State budget deficits in these tight economic times lead to shrinking budgets for school administrators. Let’s face it. They are under tremendous pressure to manage the budget. Costs for salaries, equipment, supplies, facilities, administration and technology continue to increase; yet. there’s no additional revenue coming in. Instead, they must make drastic budget cuts.

As if the pressure from rising operating expenses and decreasing funding weren’t enough, there are double-digit cost increases for medical insurance. Premiums for employer-sponsored medical insurance rose 12.7 percent the first six months of 2002, the largest increase in employer medical insurance premiums in 12 years.

Traditional Solutions Can Create More Problems

With only so many dollars available to fund your benefits budget, what can you do? Traditionally, you’ve had two choices to manage the cost of your benefits plan:

• Pass the costs along to employees in the form of higher premiums, coinsurance, deductibles and co-pays. The 2002 Kaiser Family Foundation survey says employees are paying more for health coverage: 27 percent more for single coverage and 16 percent more for family coverage. In addition, deductibles rose 37 percent last year.

• Redesign your plan to reduce benefits by eliminating certain areas of coverage in medical insurance or by eliminating other benefits such as disability, dental, vision or life insurance. The same survey reports that 17 percent of covered employees work at companies that offered lower levels of health benefits last year.

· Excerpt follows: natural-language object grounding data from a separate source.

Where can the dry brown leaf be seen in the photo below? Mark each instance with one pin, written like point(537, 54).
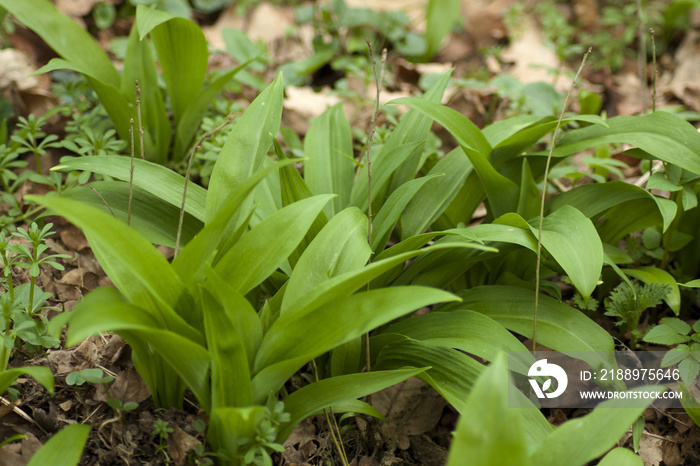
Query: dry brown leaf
point(127, 387)
point(74, 239)
point(19, 454)
point(684, 83)
point(15, 70)
point(532, 60)
point(411, 407)
point(650, 450)
point(268, 23)
point(180, 443)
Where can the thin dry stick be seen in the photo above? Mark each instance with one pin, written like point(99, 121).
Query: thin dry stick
point(103, 200)
point(131, 171)
point(378, 77)
point(544, 197)
point(138, 115)
point(332, 426)
point(653, 60)
point(642, 57)
point(194, 149)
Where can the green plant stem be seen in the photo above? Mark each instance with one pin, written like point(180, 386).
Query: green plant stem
point(544, 198)
point(194, 149)
point(675, 197)
point(332, 426)
point(138, 115)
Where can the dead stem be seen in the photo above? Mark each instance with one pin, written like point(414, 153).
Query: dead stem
point(131, 171)
point(194, 149)
point(544, 197)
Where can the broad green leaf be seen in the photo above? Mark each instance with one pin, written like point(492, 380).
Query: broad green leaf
point(264, 248)
point(384, 164)
point(664, 335)
point(137, 268)
point(572, 240)
point(230, 373)
point(385, 220)
point(191, 118)
point(501, 192)
point(465, 330)
point(501, 130)
point(429, 203)
point(347, 283)
point(519, 141)
point(621, 457)
point(314, 397)
point(156, 179)
point(41, 374)
point(632, 216)
point(596, 198)
point(64, 448)
point(240, 312)
point(584, 439)
point(106, 309)
point(414, 127)
point(661, 134)
point(149, 18)
point(559, 326)
point(350, 318)
point(190, 262)
point(489, 433)
point(65, 36)
point(140, 65)
point(329, 166)
point(654, 275)
point(452, 374)
point(245, 147)
point(340, 247)
point(182, 54)
point(230, 427)
point(152, 218)
point(118, 108)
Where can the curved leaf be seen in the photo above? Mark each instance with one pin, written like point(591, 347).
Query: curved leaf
point(156, 179)
point(661, 134)
point(246, 146)
point(584, 439)
point(265, 248)
point(559, 326)
point(329, 168)
point(313, 398)
point(340, 247)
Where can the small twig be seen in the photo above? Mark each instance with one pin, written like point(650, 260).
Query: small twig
point(103, 200)
point(544, 197)
point(131, 171)
point(194, 149)
point(653, 60)
point(332, 426)
point(138, 115)
point(21, 413)
point(378, 78)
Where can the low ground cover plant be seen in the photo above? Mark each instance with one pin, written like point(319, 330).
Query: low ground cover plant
point(361, 264)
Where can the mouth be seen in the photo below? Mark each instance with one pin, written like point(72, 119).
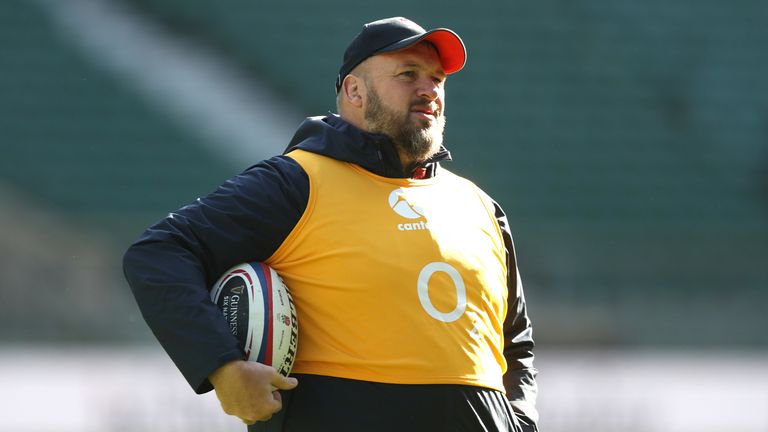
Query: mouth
point(425, 112)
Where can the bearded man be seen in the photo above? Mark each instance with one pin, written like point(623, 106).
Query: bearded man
point(409, 301)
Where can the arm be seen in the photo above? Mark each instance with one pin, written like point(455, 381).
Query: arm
point(520, 379)
point(172, 266)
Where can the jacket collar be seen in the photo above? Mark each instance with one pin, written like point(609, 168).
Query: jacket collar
point(334, 137)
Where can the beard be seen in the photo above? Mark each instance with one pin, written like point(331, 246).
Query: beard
point(417, 140)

Both of these choices may ease your budget pressures, but they bring tremendous financial burdens to employees. The decision to cut or eliminate benefits can hurt your efforts to attract and retain quality employees.

Supplemental Insurance Can Stretch Your Benefits Budget

There is a cost-effective way to expand your benefits program and offer employees choices at reduced or no additional direct cost to you — supplemental insurance offered in addition to your core benefits program. With supplemental insurance, you can provide a menu of additional products that allow employees to fill in coverage or financial gaps in their insurance protection. Employees can also pay the cost of their supplemental policies through convenient payroll deduction.

Supplemental insurance provides protection in the following five coverage areas.

• Hospital confinement insurance helps fill the gaps in most major medical coverage plans and helps by providing benefits for a covered hospital stay.

• Disability insurance helps protect employees’ income. This insurance replaces a portion of income to help offset the financial losses that may result when an employee is disabled.

• Life insurance can be a valuable component to employer-provided benefits.

• Cancer and critical illness insurance is designed to supplement major medical coverage to help with the high-cost treatment.

• Accident insurance helps protect against significant out-of-pocket expenses not covered by major medical insurance.

And unlike major medical insurance, many supplemental products don’t automatically increase every year. Many products can also be paid for with pretax dollars.

Things Employees Like About Supplemental Insurance

In addition to choice and affordability, there are several things about supplemental insurance that appeal to employees.

• Flexibility — Employees can use their benefits payments in any way they choose: paying for deductibles, co-pays, coinsurance and other noncovered costs associated with hospitalization or outpatient surgery, or paying for transportation to the hospital or family member lodging and child care during a family member’s treatment. Benefits are paid regardless of insurance the policyholder may have with other companies. Benefits are paid directly to the policyholder unless otherwise specified.

• Choice — Employees select and pay for the coverage that meets their individual needs. A broad menu of supplemental insurance products gives employees more benefits options to choose from and allows them to personally tailor their benefits packages.

• Portability — Most policies are individual rather than group, so employees can keep coverage when they change jobs or retire. (An exception might be a disability policy.) In addition, the provisions of a supplemental policy don’t change when an employee leaves a job. Policyholders enjoy the same protection and coverage if they’re employed or unemployed.

• Stable Premiums — Employees who keep supplemental policies when they change jobs or retire may be able to keep the coverage at the same premium. Supplemental insurance premiums won’t go up simply because an employee no longer works at the company where the policy was first purchased.

• Continued Convenience — Paying premiums for supplemental insurance through payroll deduction is a big plus. If employees leave the job, in most cases they can usually continue that convenience simply by changing the payment method to automatic bank draft.

When you make the tough decision to reduce benefits or pass increasing costs on to employees, take a look at the supplemental insurance solution for cost management. To lessen the blow of reducing benefits or changing your current plan, consider offering your employees voluntary products as replacement or additional coverage. It’s a good way to enhance your benefits program, offer employees choices and manage your benefits budget.